Kilbane Seckers said stores earn a statewide average of 6.2 percent in commissions on sales and for cashing tickets. The rest of the proceeds from lottery sales, by state law, are used for education purposes in Ohio.

Customers at Bee Gee’s in Kettering favor the scratch-off tickets. “There are more than 60 of those, but our people love them,” said store clerk Kody Myers.

Big sellers at one of Miami County’s lottery leaders, Action GBW (Gas, Beer, Wine) on Staunton Road in Troy, are $5 games including Cashword, Blackout Bingo and Cash Blowout.

“We have one lady who will come in and do $50 of those at a time,” said employee Susan Spiers. “We’ll go through a strand of 50 of those once or twice a day. When we order more, we order a lot of those.”

Gary Gill, owner of the Crown East Marathon on South Dixie Highway in Franklin, said, “We’ve had people win $10,000 and $2,500. We probably have a $1,000 winner monthly and $500 winners two or three times a month.”

The most popular games there are “the scratch-offs. Those can range from $1 to $20. People who play here favor the $20 ones,” he said.

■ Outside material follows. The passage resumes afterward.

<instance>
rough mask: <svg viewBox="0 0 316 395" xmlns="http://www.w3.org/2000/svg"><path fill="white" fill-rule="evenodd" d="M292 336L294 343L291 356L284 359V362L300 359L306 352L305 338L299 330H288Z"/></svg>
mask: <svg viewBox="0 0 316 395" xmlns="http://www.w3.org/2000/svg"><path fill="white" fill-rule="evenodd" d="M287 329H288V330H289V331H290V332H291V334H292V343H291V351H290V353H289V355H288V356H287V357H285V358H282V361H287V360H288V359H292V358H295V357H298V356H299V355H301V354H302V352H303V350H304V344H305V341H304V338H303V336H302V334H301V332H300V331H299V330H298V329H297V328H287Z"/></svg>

Ohio has had only two Powerball jackpot winners – both in 2010, in the Columbus and Toledo regions. But the state has captured 17 $1 million to $2 million prizes in that game since 2012.

The Ohio Lottery said it awards almost 10 million prizes per month. Most are $100 or less.

The “lucky store” locator on its website pinpoints locations where tickets worth $1 million or more have been awarded since 2011. A search centered in Dayton brings two results: the Meijer on Ohio 741 in West Carrollton and the West Main Street BP station in Springfield.

Kilbane Seckers said no one knows where the next one will be sold. “It might be at a high-volume seller like Bee Gee’s, which has sold Ohio Lottery since 1995. Or it might be at a store in the smallest town in Preble County.”